Before I begin I have to say that I understand that it’s not the driver’s faults, as they are victims of the asinine schedules as well, so guys and gals please don’t splash me with slush when I’ve been waiting 45 minutes in a blizzard for a bus…any bus…that’s going to take me in a southerly direction.
So you just gotta love waiting for the #27 bus on a Friday after work and being told there’s no room, then having to wait ONE HOUR for another bus (#19 or #33) only to have the #27 show up again…still no room and no sign of #19 anywhere. #33 shows up (packed) and as we meander down Main St. behind the #27, (whose driver is telling the potential passengers that the #33 is right behind him), people are getting completely squished and whacked in the head by pocketbooks and backpacks by its castoffs. And God forbid a “gentleman” or a healthy, young girl actually gives up their seat to a handicapped or elderly person. As if THAT’s ever gonna happen.
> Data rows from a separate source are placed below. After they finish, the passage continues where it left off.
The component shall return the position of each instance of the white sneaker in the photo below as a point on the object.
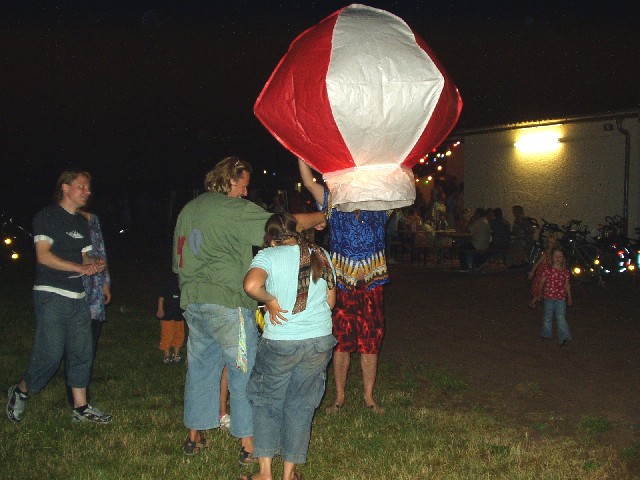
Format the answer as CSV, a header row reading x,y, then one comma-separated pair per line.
x,y
16,403
225,421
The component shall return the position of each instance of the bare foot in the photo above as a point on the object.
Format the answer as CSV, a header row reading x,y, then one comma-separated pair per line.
x,y
375,408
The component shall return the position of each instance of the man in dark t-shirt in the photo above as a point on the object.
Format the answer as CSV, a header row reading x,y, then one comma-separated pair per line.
x,y
63,322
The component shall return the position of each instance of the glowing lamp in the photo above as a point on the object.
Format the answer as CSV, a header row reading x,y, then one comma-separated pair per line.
x,y
360,98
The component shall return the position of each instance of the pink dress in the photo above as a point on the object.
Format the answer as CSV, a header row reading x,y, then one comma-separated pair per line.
x,y
537,276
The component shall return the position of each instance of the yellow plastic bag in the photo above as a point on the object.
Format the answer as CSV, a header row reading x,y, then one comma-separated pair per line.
x,y
260,319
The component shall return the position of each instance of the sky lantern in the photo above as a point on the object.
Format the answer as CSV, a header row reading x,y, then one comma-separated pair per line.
x,y
360,98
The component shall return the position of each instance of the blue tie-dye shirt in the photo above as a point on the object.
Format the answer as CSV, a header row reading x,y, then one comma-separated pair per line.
x,y
357,242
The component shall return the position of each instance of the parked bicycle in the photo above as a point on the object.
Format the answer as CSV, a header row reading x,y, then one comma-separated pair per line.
x,y
618,253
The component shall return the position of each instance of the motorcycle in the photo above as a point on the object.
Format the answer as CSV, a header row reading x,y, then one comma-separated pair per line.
x,y
618,254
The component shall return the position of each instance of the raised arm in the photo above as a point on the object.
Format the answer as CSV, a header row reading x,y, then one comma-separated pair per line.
x,y
306,175
254,286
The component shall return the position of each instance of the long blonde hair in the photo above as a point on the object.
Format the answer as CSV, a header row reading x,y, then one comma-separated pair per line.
x,y
218,179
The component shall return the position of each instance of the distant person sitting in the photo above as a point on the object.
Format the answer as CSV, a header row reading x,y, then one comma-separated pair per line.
x,y
522,238
473,254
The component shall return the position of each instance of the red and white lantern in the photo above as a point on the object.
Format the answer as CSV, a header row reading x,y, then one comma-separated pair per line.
x,y
360,98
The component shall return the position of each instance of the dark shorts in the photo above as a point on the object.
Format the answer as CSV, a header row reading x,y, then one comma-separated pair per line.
x,y
358,319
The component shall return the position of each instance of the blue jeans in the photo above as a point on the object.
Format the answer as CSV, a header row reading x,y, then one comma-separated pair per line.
x,y
559,308
212,344
286,387
63,328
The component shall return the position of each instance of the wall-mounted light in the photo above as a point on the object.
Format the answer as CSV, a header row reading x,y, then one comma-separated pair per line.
x,y
538,141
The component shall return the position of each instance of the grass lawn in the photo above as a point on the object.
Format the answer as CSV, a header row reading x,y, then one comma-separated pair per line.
x,y
416,438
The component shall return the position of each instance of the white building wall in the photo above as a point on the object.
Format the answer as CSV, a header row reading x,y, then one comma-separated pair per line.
x,y
583,178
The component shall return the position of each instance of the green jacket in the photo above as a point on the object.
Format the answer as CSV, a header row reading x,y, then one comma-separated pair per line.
x,y
213,248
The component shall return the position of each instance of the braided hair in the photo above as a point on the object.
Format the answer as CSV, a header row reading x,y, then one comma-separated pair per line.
x,y
281,227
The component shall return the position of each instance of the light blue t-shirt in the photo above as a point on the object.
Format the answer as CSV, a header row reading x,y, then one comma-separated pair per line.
x,y
282,264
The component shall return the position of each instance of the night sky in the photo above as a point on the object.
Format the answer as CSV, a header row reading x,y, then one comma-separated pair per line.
x,y
149,95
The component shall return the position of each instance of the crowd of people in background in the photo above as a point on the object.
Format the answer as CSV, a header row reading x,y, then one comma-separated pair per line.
x,y
317,310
And let’s talk about the drivers. I’m only subjected to a very few and the majority I encounter are wonderful and I love them to pieces. HOWEVER, let me tell you a little story about the time I had to pay half the fare of a young girl who didn’t have enough money to pay for a full day pass TO GET TO SCHOOL and was almost in tears because the driver wouldn’t let her ride. It seems that it was perfectly acceptable for the driver to pick up a tweaking, crack whore at the very next stop who jumped on, all smiles, slapped fifty cents into the fare box and declared “Here’s fifty cents, I’m only going down the street”. Yes…she was allowed to ride, no questions asked, and she WAS just going down the street. She was dropped off in front of the PIP. True story.
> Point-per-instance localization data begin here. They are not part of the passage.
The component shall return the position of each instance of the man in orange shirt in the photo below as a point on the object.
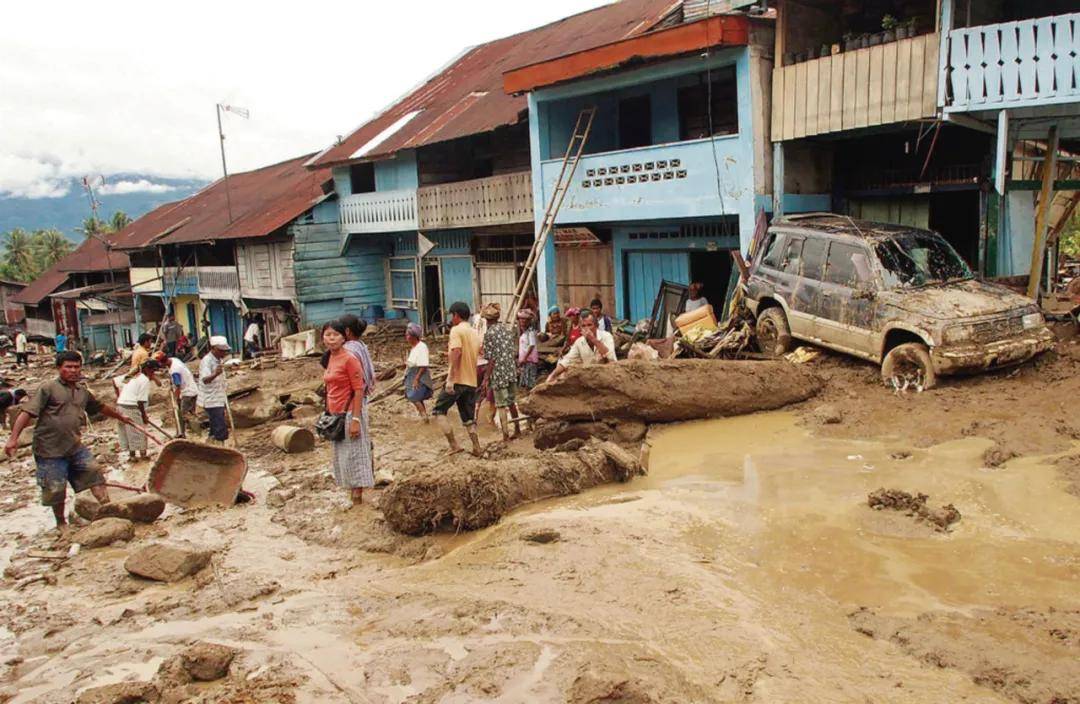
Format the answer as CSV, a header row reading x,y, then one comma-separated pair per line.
x,y
460,389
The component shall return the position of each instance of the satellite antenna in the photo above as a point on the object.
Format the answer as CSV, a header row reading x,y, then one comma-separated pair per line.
x,y
243,112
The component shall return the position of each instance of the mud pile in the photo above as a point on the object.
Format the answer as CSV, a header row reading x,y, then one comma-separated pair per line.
x,y
673,390
475,493
915,505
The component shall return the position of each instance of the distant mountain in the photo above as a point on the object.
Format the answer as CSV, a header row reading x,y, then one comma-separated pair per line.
x,y
134,193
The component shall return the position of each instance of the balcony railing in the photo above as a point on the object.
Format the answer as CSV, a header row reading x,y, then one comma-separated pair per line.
x,y
381,212
169,282
863,88
498,200
220,283
1014,64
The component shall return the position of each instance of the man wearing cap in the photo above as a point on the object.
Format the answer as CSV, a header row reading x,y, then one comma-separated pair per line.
x,y
213,389
132,402
463,349
58,408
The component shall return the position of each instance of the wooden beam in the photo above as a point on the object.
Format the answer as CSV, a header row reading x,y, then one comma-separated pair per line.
x,y
1045,195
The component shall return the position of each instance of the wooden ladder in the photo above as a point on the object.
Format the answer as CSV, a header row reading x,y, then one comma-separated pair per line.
x,y
574,151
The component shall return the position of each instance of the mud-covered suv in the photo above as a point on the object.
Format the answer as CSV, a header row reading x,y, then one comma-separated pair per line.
x,y
894,295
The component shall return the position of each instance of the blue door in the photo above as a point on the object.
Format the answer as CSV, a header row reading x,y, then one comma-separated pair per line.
x,y
645,270
457,281
225,320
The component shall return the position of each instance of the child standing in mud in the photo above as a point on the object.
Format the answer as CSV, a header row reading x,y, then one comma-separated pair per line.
x,y
57,409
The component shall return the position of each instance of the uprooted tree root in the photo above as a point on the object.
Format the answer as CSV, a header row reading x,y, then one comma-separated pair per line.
x,y
473,493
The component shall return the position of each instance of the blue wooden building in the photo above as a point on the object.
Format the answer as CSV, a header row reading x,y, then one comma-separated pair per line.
x,y
675,167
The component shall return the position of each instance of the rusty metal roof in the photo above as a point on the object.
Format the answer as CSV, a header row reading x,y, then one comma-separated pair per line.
x,y
468,98
721,30
92,255
264,200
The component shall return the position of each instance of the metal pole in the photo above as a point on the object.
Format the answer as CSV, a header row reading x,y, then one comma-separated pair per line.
x,y
225,168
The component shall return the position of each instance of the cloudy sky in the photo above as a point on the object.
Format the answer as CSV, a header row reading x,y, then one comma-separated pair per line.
x,y
124,85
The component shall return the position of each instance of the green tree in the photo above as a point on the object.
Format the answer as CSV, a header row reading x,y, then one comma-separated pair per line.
x,y
50,246
18,258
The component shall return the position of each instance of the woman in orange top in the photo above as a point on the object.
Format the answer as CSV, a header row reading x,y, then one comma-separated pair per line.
x,y
345,394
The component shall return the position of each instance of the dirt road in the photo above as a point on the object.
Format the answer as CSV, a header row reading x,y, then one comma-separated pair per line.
x,y
746,567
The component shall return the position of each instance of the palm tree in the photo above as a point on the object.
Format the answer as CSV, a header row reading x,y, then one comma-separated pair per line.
x,y
120,220
18,254
51,247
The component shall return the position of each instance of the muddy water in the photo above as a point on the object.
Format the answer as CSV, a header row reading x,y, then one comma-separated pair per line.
x,y
796,508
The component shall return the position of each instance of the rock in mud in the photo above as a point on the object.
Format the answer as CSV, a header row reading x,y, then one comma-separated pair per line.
x,y
121,693
142,508
828,415
471,493
915,505
671,390
104,531
167,562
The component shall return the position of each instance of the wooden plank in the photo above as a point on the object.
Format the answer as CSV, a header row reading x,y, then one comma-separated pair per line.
x,y
848,90
889,83
812,71
824,96
862,88
790,97
874,85
778,104
930,78
918,71
836,95
902,102
800,99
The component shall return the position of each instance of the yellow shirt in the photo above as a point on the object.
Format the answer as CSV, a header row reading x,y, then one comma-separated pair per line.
x,y
464,338
138,356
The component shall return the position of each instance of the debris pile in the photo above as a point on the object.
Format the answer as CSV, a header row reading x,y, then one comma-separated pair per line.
x,y
914,505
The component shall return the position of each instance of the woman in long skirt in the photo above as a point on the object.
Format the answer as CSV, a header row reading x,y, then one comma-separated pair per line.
x,y
345,394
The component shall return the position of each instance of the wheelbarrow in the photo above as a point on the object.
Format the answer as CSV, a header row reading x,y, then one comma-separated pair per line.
x,y
191,474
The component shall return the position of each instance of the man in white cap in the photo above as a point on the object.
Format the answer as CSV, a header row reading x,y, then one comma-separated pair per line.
x,y
213,389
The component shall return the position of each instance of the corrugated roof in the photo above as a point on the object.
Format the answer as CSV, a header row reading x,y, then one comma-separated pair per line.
x,y
262,201
468,97
92,255
724,30
40,287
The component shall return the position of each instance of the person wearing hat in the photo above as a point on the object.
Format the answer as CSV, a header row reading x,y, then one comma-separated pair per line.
x,y
554,329
132,403
213,388
500,348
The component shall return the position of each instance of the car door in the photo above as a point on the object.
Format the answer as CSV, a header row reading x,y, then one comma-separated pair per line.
x,y
807,298
847,298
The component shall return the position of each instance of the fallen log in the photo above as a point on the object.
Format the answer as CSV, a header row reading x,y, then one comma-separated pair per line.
x,y
473,493
671,390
How about this little ditty? Waiting at the bus stop watching the bus fly past me and seeing it screech to a halt when the regular riders, I’m sure, were yelling “Hey! You forgot to pick up Robin!” or he saw me jumping up and down and waving my arms with the WTF look on my face. After running my 55 year old butt a block to get on the bus I asked the driver what, exactly, he thought I was doing at the bus stop at 8:30 in the morning. His reply…”Lots of people stand at bus stops”. Really? Perhaps they’re waiting for…oh, I don’t know…A BUS??? He then proceeded to make fun of me to his little buddy and when I asked his name so that I could complain to the WRTA, he pointed to his bus number and yelled at me “THAT’S MY NAME!” He then proceeded to beep his horn at the other traffic, swear under his breath at pedestrians and if I’m not mistaken actually flip someone off. I bet my Charlie Card that if he wasn’t talking to his “co-pilot” and was actually concentrating on his job, the passengers on that bus wouldn’t have ended up with whiplash. Oh, and I must point out that this particular “gem” was filling in for the regular driver who was being reprimanded and in “obedience school” for sticking up for herself after being verbally abused by an irate passenger. That’s it, WRTA, replace the little girl whom everybody loves and who has a backbone with an arrogant ass with an oozing case of road rage.
Who’s running this horse and pony show anyway? Certainly not someone who actually has to use the service and get from point A to point B. Why do all three of my busses show up within 5 minutes of each other (if at all) and then I have to wait another hour for the next one? And trust me, my mother was rolling over in her grave when I left The Hanover after a show I attended by myself (got there on time, believe it or not) and walked home at 10:30 because there’s no service after 8 p.m.